Obama enfrentava a possibilidade quase certa de derrota no Congresso em seu pedido de autorização para atacar a Síria, o que enfraqueceria a posição internacional dos EUA e a pressão que o país exerce sobre Assad, além de representar um golpe para seu capital político dentro do país.

Mas se a ofensiva diplomática falhar, o presidente poderá dizer que esgotou todos os caminhos possíveis para evitar a ação militar, que enfrenta enorme resistência na opinião pública americana.

Apesar de o Conselho de Segurança da Organização da ONU ter cinco membros permanentes, Obama deixou claro que a principal negociação será com Moscou. O presidente disse que enviará o secretário de Estado, John Kerry, para um encontro com o ministro das Relações Exteriores da Rússia, Sergei Lavrov, nesta quarta-feira em Genebra. Paralelamente, ele "continuará" a discutir o assunto com o presidente Vladimir Putin.

"Eu falei com os líderes de dois de nossos principais aliados, França e Grã-Bretanha, e nós vamos continuar a trabalhar juntos em consultas com Rússia e China para elaborar uma resolução no Conselho de Segurança da ONU que obrigue Assad a abrir mão de suas armas químicas e destruí-las sob controle internacional", disse Obama, depois de listar as razões pelas quais o uso desse tipo de armamento representaria uma ameaça à segurança dos EUA.

Resistência popular.
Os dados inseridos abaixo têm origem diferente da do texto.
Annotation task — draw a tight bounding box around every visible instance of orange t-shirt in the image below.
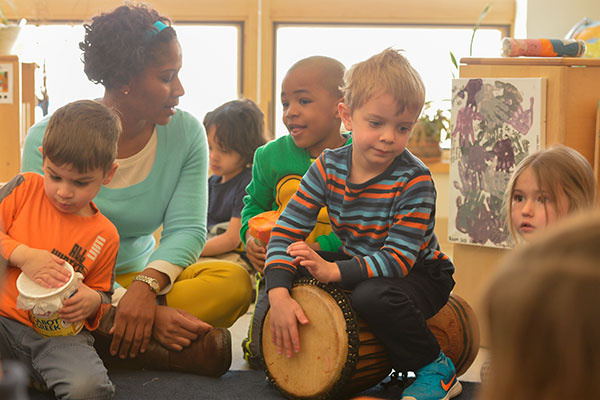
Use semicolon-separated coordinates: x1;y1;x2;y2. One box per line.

O presidente reconheceu no pronunciamento as resistências dos americanos em apoiar mais uma ofensiva militar no Oriente Médio, depois de uma década de guerras no Afeganistão e no Iraque.

Na tentativa de convencer a opinião pública da necessidade de ação, voltou a dizer que ela seria limitada, não envolveria a entrada de tropas na Síria e teria o objetivo único de retaliar Assad pelo suposto uso de armas químicas no dia 21, quando 1.429 pessoas morreram na periferia de Damasco, segundo o serviço de inteligência americano.

Segundo Obama, além de dar tempo para a diplomacia agir, o adiamento na votação do Congresso permitirá que sejam conhecidas as conclusões da investigação de inspetores da ONU sobre o ataque do dia 21.

A possibilidade de negociação foi defendida por congressistas, especialmente pelos que haviam declarado apoio a uma operação cada vez mais impopular. "Talvez isso não tivesse ocorrido se não houvesse a ameaça de um ataque", disse o senador republicano John McCain, um dos maiores defensores da ação contra o regime sírio.

Adversário de Obama na eleição de 2008, ele se declarou "muito cético" em relação a uma saída diplomática, mas disse que seria um "erro" não iniciar uma negociação.